The Newberg school board convened Tuesday evening for its first regular meeting since the firing of Morelock. The board met for a special meeting last week to interview candidate firms to conduct an executive search for a new superintendent. The agenda for Tuesday’s meeting included hiring an interim superintendent and selecting a firm to conduct the search.
The recall campaign leaders have also taken issue with Brown’s handling of the superintendent search. Alsea School District Superintendent and current Republican gubernatorial candidate Marc Thielman said Brown approached him in October and asked if he would be interested in the Newberg position.
RELATED: Newberg school board chair approached superintendent candidate a month before Morelock was fired
In a Dec. 1 press release, the Recall Brown campaign claimed that Brown acted “improperly and possibly illegally” when he approached Thielman because the school board as a whole must initiate the superintendent search process.
Controversial board decisions
The board adopted a controversial policy on Aug. 11 banning district employees from displaying LGBTQ+ and Black Lives Matter signs on campuses. Morelock told the board on Sept. 1 that he would not uphold the ban because district lawyers had advised him that it was unconstitutional. The board adopted an amended policy on Sept. 28 that banned all political displays.

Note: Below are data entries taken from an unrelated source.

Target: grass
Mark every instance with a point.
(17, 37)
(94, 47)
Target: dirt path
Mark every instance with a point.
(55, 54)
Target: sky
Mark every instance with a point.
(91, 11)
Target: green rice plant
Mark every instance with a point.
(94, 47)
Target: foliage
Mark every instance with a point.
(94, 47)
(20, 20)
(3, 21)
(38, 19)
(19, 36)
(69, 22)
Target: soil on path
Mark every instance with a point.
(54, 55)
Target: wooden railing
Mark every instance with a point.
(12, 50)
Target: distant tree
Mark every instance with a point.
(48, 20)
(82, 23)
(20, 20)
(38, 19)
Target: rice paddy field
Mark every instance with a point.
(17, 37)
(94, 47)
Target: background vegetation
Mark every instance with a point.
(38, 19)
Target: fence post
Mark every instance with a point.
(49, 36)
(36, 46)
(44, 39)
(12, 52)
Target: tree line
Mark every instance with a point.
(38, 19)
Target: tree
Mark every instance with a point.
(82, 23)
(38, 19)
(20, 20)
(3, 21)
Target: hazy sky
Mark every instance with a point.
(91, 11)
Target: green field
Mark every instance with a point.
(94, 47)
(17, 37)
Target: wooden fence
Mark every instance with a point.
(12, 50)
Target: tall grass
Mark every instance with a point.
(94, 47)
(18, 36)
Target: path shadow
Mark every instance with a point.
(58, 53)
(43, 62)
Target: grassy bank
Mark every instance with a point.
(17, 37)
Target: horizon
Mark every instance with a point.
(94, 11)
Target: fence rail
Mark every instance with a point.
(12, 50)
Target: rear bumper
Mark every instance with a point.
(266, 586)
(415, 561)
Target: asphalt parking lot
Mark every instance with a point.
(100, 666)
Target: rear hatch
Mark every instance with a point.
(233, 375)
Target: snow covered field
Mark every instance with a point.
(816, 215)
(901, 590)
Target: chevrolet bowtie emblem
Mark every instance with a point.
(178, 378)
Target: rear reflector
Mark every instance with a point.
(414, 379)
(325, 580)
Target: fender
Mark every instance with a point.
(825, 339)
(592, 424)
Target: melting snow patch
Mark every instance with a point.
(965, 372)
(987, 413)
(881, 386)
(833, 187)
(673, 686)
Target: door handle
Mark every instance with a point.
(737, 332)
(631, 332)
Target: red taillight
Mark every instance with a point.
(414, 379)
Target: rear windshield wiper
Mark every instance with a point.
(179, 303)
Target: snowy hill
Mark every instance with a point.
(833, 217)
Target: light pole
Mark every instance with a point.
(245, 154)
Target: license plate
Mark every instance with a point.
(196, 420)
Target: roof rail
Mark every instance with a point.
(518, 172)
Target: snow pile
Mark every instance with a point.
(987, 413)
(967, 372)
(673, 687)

The agenda for the Nov. 9 included a public hearing for the board to consider whether to overturn a recent decision by Morelock in which he had concluded that a sign in a classroom window did not violate the ban, but it made no mention of the possibility of firing him.
Brown, Shannon and board members Renee Powell and Trevor DeHart voted at the meeting to table the discussion about overturning Morelock’s decision, and Brown separately introduced a motion to fire Morelock without cause, which the same four members voted to adopt.
The board’s three dissenting members said they had not been given sufficient time to review a packet with information about the resolution, because it had not been made available to them until an executive session that was held shortly before the main Nov. 9 meeting.
Emails obtained by KGW through a public records request appeared to back up that claim; they showed that earlier that afternoon Brown copied the other board members in a reply to an email from attorney Tyler Smith that was said to contain an updated information packet “on the process of consideration of Complaints relating to the Superintendent for tonight’s meeting(s),” but board secretary Jennifer Nelson and board member Ines Peña both replied that the packet was not attached to Brown’s email.